Stuck in a “fiscal cliff” stalemate, trust nearing tatters, President Barack Obama and Senate Republicans changed the game after Christmas. It took the rekindling of an old friendship between Vice President Joe Biden and GOP Sen. Mitch McConnell, an extraordinary flurry of secret offers, a pre-dawn Senate vote on New Year’s Day, and the legislative muscling that defines Washington on deadline.

The House, despite Republican resistance, passed the Senate bill late Tuesday, sending the measure to Obama for his signature.

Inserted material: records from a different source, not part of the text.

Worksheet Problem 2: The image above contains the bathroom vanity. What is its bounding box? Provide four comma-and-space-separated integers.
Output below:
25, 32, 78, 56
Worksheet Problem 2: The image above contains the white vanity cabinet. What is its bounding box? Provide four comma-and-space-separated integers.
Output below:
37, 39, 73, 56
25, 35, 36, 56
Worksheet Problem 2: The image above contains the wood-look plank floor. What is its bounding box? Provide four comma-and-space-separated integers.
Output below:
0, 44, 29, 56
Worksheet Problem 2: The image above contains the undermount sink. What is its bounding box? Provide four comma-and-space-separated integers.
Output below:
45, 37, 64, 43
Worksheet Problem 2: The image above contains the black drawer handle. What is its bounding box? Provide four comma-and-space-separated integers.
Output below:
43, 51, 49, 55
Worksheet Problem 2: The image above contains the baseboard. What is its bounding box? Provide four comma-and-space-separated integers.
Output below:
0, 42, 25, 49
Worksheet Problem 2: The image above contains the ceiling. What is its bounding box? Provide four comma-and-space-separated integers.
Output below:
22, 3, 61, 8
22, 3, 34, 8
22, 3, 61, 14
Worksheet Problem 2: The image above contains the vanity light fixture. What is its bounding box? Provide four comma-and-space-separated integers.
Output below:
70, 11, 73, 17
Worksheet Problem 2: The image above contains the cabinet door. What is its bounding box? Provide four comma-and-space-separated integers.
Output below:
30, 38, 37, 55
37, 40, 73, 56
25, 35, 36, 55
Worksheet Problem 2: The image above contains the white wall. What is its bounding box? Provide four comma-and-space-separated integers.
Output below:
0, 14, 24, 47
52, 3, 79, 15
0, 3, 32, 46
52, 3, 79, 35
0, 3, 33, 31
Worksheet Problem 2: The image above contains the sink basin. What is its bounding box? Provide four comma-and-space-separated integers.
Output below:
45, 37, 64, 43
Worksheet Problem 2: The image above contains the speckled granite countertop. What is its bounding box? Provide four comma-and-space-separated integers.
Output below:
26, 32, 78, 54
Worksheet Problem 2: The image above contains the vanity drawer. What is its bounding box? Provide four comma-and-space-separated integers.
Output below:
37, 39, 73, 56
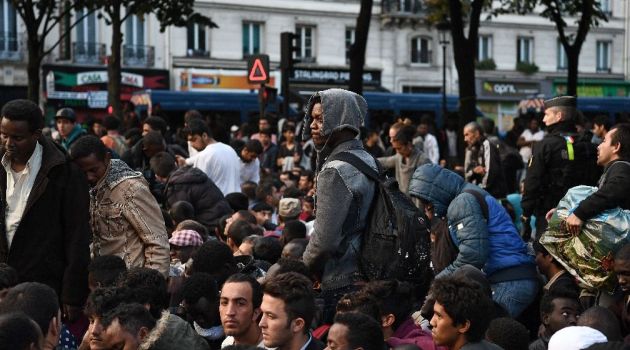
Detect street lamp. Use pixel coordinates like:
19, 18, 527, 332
436, 18, 451, 120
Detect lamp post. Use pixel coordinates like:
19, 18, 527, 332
436, 18, 451, 120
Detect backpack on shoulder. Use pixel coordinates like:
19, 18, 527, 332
331, 152, 433, 295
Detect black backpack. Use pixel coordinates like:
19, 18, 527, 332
331, 152, 433, 295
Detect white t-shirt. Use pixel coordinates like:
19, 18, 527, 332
186, 142, 241, 196
518, 129, 545, 163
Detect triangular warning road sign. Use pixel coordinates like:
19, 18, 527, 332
249, 58, 267, 82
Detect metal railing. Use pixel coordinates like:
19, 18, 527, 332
72, 41, 105, 64
382, 0, 423, 15
122, 45, 155, 67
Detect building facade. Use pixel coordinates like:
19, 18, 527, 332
0, 0, 630, 128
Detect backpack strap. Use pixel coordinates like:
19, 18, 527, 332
464, 189, 490, 221
327, 152, 380, 182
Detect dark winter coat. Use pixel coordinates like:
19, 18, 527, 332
0, 137, 91, 306
165, 167, 232, 227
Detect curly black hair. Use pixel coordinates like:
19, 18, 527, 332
486, 317, 529, 350
191, 240, 237, 286
88, 255, 127, 287
262, 272, 315, 334
429, 276, 494, 342
336, 291, 381, 321
335, 312, 384, 350
118, 267, 169, 319
361, 280, 414, 329
182, 272, 219, 304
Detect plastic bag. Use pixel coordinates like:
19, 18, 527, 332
540, 186, 630, 292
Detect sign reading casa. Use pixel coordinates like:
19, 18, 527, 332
77, 71, 144, 88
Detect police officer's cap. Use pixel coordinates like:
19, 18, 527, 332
545, 96, 577, 109
55, 107, 77, 121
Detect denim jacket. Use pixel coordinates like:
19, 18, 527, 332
303, 139, 376, 291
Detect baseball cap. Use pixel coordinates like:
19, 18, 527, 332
278, 198, 302, 218
168, 230, 203, 247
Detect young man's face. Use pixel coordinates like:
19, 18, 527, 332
613, 259, 630, 295
103, 318, 142, 350
74, 153, 110, 186
310, 103, 326, 147
543, 298, 580, 335
464, 128, 481, 146
87, 315, 109, 350
431, 301, 464, 348
188, 135, 207, 152
258, 294, 302, 348
254, 210, 271, 225
0, 118, 42, 163
55, 118, 74, 139
241, 147, 258, 163
543, 107, 562, 126
326, 323, 351, 350
258, 133, 271, 148
219, 282, 260, 338
597, 129, 621, 166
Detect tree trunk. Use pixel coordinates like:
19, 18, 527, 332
26, 33, 43, 104
566, 48, 580, 97
107, 1, 123, 120
349, 0, 373, 95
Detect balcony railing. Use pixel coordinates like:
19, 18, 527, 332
72, 41, 105, 64
382, 0, 423, 16
186, 49, 210, 58
123, 45, 155, 67
0, 32, 24, 61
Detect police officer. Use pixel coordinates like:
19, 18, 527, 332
521, 96, 597, 240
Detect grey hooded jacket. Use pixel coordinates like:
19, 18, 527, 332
303, 89, 376, 291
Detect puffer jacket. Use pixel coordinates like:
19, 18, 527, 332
409, 164, 535, 280
303, 89, 376, 291
164, 167, 232, 227
90, 159, 170, 276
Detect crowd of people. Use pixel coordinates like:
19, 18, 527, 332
0, 89, 630, 350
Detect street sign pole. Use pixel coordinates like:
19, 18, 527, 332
258, 83, 265, 120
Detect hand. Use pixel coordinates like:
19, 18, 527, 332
521, 216, 532, 242
545, 208, 556, 221
473, 165, 486, 175
63, 304, 83, 323
566, 214, 584, 236
175, 154, 186, 166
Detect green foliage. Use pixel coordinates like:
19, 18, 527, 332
475, 58, 497, 70
516, 62, 538, 75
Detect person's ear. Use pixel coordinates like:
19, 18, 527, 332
457, 320, 470, 334
291, 317, 307, 333
541, 314, 550, 326
138, 327, 151, 342
381, 314, 396, 328
252, 307, 262, 322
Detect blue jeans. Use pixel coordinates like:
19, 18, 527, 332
491, 279, 540, 318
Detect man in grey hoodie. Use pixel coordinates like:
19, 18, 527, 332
303, 89, 376, 321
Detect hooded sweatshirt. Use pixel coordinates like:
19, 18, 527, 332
303, 89, 376, 291
409, 164, 536, 281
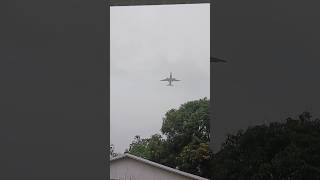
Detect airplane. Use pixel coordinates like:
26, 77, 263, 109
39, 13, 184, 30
160, 72, 181, 86
210, 57, 227, 63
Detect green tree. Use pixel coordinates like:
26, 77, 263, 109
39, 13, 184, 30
128, 98, 212, 176
211, 112, 320, 180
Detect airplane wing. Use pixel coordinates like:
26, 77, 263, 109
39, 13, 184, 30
210, 58, 227, 63
160, 78, 169, 81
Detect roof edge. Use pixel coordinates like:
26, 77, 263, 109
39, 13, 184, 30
110, 153, 209, 180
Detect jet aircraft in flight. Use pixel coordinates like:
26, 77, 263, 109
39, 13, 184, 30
160, 72, 180, 86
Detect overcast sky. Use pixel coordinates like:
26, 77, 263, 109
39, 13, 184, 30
110, 4, 210, 153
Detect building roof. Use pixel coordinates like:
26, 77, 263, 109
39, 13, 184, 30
107, 0, 210, 6
110, 153, 209, 180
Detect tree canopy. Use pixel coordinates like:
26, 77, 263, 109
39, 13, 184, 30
128, 98, 320, 180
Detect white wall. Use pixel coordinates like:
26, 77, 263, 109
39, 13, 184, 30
110, 158, 191, 180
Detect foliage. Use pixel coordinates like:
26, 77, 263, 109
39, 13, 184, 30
128, 98, 320, 180
128, 98, 211, 176
211, 112, 320, 180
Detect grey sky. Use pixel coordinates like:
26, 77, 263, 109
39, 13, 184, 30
110, 4, 210, 152
211, 0, 320, 150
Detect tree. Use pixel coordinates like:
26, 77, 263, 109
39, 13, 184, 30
128, 98, 211, 176
211, 112, 320, 180
109, 144, 118, 158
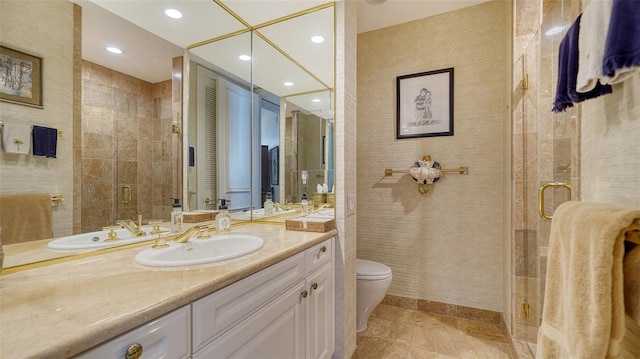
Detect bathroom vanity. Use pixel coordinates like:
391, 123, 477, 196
0, 224, 336, 358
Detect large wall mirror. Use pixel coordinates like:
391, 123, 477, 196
184, 2, 334, 221
5, 0, 335, 266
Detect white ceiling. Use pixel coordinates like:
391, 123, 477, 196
71, 0, 488, 86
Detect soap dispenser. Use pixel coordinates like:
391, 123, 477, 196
171, 197, 182, 233
264, 191, 273, 216
300, 192, 309, 216
216, 199, 231, 233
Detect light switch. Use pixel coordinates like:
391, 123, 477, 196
347, 194, 356, 216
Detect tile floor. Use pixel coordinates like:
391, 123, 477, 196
353, 304, 513, 359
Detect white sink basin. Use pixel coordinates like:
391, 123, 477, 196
47, 226, 169, 250
135, 234, 264, 267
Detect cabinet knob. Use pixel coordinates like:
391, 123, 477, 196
124, 343, 142, 359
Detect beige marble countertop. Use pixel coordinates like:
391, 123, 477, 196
0, 223, 337, 359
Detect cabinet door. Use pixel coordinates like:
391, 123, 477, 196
193, 281, 308, 359
192, 253, 305, 352
306, 263, 335, 359
74, 305, 191, 359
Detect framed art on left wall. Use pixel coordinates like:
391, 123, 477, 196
0, 46, 43, 108
396, 68, 453, 139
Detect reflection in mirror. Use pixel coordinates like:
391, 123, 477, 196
3, 0, 334, 272
185, 4, 334, 221
282, 91, 335, 207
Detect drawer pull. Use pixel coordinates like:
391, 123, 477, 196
124, 343, 142, 359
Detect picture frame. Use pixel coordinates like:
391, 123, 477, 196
0, 46, 44, 108
269, 146, 280, 185
396, 67, 453, 139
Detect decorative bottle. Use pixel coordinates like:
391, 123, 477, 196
300, 192, 309, 216
171, 197, 182, 233
264, 192, 273, 216
216, 199, 231, 233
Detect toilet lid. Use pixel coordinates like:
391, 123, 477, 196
356, 259, 391, 280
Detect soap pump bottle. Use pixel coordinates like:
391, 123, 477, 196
300, 192, 309, 216
171, 197, 182, 233
264, 191, 273, 216
216, 199, 231, 233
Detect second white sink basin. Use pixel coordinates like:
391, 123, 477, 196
135, 234, 264, 267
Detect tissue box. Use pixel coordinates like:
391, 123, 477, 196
182, 211, 218, 223
284, 216, 336, 233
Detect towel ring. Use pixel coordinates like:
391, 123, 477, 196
538, 182, 571, 220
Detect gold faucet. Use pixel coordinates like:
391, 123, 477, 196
116, 214, 147, 237
311, 203, 328, 213
273, 202, 291, 212
164, 225, 211, 243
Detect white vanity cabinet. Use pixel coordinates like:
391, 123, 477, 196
192, 239, 335, 359
75, 238, 335, 359
75, 305, 191, 359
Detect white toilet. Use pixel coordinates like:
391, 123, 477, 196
356, 259, 391, 331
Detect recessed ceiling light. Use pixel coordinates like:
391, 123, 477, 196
164, 9, 182, 19
107, 46, 122, 54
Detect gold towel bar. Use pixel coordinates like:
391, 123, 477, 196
384, 166, 469, 176
0, 121, 64, 137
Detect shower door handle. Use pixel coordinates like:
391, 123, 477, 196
120, 186, 132, 204
538, 182, 571, 220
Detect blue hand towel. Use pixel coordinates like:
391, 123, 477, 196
602, 0, 640, 84
552, 15, 611, 112
33, 126, 58, 158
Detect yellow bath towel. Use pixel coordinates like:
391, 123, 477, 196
0, 193, 53, 245
624, 246, 640, 325
536, 201, 640, 359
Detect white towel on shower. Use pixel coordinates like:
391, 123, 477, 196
576, 0, 613, 92
2, 122, 31, 155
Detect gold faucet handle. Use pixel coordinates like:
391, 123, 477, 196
196, 226, 213, 239
149, 221, 162, 234
151, 231, 169, 249
102, 225, 123, 242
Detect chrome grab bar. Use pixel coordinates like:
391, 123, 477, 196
538, 182, 571, 220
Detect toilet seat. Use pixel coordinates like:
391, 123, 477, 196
356, 259, 391, 280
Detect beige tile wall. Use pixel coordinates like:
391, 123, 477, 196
0, 1, 74, 236
334, 1, 357, 358
581, 73, 640, 208
357, 1, 511, 312
81, 61, 182, 232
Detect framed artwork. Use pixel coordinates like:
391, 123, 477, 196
269, 146, 280, 185
0, 46, 43, 108
396, 67, 453, 139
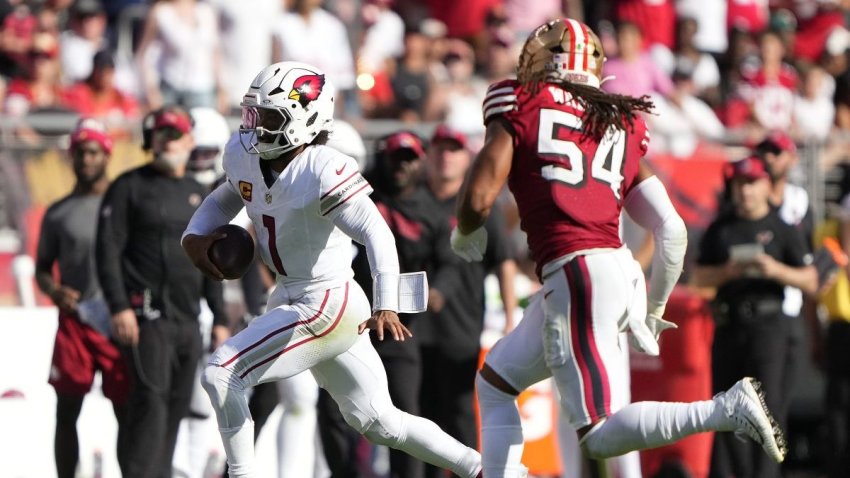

How the final days of private negotiations pulled the country – maybe only temporarily – back from the precipice of the fiscal cliff marked a rare moment of bipartisanship for a divided government. Several officials familiar with talks requested anonymity to discuss them because they were not authorized to discuss the private details publicly.

Obama, having cut short his Christmas vacation in Hawaii, huddled with congressional leaders Friday afternoon at the White House. Talks between the president and House Speaker John Boehner had failed, so Obama put the fate of the fiscal cliff in the hands of McConnell and Senate Majority Leader Harry Reid.

McConnell made the first move. The Kentucky Republican proposed a plan late Friday night that would extend tax cuts expiring Jan. 1 on family income up to $750,000 a year, according to officials. He also wanted to keep tax rates on wealthy estates at 35 percent, slow the growth of Social Security cost-of-living increases, and pay for an offset of the sequester – Congress’ term for across-the-board spending cuts – by means-testing Medicare. His offer did not include the extension of unemployment benefits Obama had demanded.

Democrats balked and began preparing a counteroffer. It called for extending tax cuts for family income up to $350,000, a concession from Obama’s campaign pledge to cap the threshold at $250,000. The Democratic leader also insisted that any deal include a way to deal with the sequester, plus an extension of the jobless benefits for 2 million Americans.

The negotiating teams traded ideas back and forth on a wintry Saturday. Shortly before 7 p.m., McConnell presented another offer. He dropped the tax cut threshold to $550,000, put the sequester on the table, and offered a one-year extension of the jobless benefits as long as they were paid for through Social Security savings.